In [11]: da.groupby(modified_ordinal_day).mean('time')
Out[11]:
<xarray.DataArray (modified_ordinal_day: 2)>
array([2., 3.])
Coordinates:
  * modified_ordinal_day  (modified_ordinal_day) int64 1 61

Note if we use the standard ordinal day we get three groups, because of the difference between non-leap and leap years:

In [12]: ordinal_day
Out[12]:
<xarray.DataArray 'dayofyear' (time: 4)>
array([ 1, 60,  1, 61])
Coordinates:
  * time     (time) datetime64[ns] 1999-01-01 1999-03-01 2000-01-01 2000-03-01

In [13]: da.groupby(ordinal_day).mean('time')
Out[13]:
<xarray.DataArray (dayofyear: 3)>
array([2., 2., 4.])
Coordinates:
  * dayofyear  (dayofyear) int64 1 60 61

spencerkclark on 3 Sep 2018

👍4

Building on the above example, if you're OK with using a coordinate of strings, the following might be a little simpler way of defining the labels to use for grouping (this is perhaps closer to a single attribute solution):

In [14]: month_day_str = xr.DataArray(da.indexes['time'].strftime('%m-%d'), coords=da.coords,
    ...:                              name='month_day_str')
    ...:

In [15]: da.groupby(month_day_str).mean('time')
Out[15]:
<xarray.DataArray (month_day_str: 2)>
array([2., 3.])
Coordinates:
  * month_day_str  (month_day_str) object '01-01' '03-01'

Note #2090 / #2144 would make this more straightforward.

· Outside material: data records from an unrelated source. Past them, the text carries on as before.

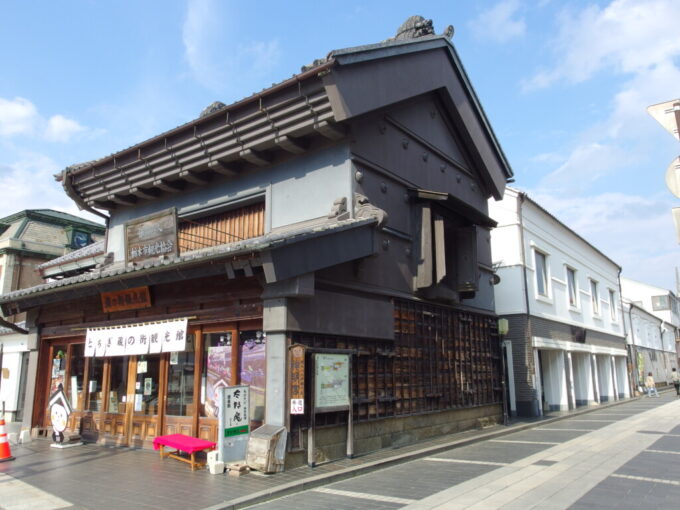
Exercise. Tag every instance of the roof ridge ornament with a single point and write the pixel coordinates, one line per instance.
(417, 26)
(212, 108)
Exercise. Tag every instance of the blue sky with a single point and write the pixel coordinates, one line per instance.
(565, 85)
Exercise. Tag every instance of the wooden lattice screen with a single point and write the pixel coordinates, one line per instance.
(440, 359)
(223, 228)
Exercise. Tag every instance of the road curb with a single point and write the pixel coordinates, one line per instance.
(314, 481)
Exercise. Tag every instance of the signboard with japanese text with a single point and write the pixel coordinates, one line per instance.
(297, 379)
(331, 381)
(151, 236)
(128, 299)
(236, 416)
(137, 339)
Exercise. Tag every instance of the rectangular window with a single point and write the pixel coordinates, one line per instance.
(612, 304)
(541, 273)
(571, 284)
(223, 228)
(661, 303)
(594, 297)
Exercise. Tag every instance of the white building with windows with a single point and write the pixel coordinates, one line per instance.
(652, 325)
(566, 344)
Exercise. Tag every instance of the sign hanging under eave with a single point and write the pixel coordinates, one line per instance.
(137, 339)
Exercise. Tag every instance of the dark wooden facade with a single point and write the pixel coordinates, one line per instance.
(213, 306)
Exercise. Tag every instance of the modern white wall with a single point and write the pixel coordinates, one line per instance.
(563, 248)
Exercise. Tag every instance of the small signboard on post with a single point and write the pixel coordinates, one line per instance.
(331, 392)
(297, 379)
(234, 422)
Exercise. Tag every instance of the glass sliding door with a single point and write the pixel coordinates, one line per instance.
(180, 408)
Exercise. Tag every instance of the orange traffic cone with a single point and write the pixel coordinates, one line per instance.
(5, 453)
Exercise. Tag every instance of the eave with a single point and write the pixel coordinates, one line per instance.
(235, 139)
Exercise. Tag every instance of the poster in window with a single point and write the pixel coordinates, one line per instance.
(148, 386)
(331, 380)
(219, 374)
(253, 371)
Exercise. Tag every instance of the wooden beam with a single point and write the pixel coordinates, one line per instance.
(291, 144)
(255, 157)
(146, 194)
(123, 199)
(219, 167)
(192, 177)
(102, 204)
(330, 131)
(169, 186)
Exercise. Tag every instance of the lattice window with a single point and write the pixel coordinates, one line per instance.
(440, 359)
(223, 228)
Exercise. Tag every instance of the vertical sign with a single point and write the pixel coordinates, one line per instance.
(236, 402)
(297, 379)
(234, 421)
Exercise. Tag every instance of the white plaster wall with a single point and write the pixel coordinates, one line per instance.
(622, 376)
(509, 293)
(554, 379)
(294, 191)
(606, 383)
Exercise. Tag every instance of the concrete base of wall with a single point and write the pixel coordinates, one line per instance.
(331, 442)
(528, 408)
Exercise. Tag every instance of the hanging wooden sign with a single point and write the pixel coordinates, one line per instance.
(128, 299)
(151, 236)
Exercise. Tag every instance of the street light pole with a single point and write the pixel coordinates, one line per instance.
(502, 331)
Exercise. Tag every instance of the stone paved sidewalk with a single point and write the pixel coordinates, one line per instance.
(96, 477)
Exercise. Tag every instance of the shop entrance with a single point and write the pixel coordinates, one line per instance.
(129, 400)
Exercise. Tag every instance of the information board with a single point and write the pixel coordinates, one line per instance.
(331, 381)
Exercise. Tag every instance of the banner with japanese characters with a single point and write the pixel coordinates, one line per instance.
(137, 339)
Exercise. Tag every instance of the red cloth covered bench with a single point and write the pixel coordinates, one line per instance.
(182, 443)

spencerkclark on 3 Sep 2018

👍2

Thanks - i will give this a try!
And thanks for the clarifications.

chiaral on 4 Sep 2018

For anyone stumbling upon this thread in the future, I would like to mention that I used the above grouping approach suggested by @spencerkclark for my dataset to calculate climatology with calendar day and it works smoothly. The only thing one should be careful is that you can't directly plot the data using

In[1]: da.groupby(month_day_str).mean('time').plot()
Out[1]: TypeError: Plotting requires coordinates to be numeric or dates of type np.datetime64 or datetime.datetime.

To get around it, either use group by the

modified_ordinal _day

Or convert back the grouped coordinate month_day_str to numeric. However, after doing all this I found out that the CDO function also calculates climatology by the ordinal day of the year. So, to be consistent I would stick to that method but it's anyway good to know that there is a way around to group by day and month if required in Xarray.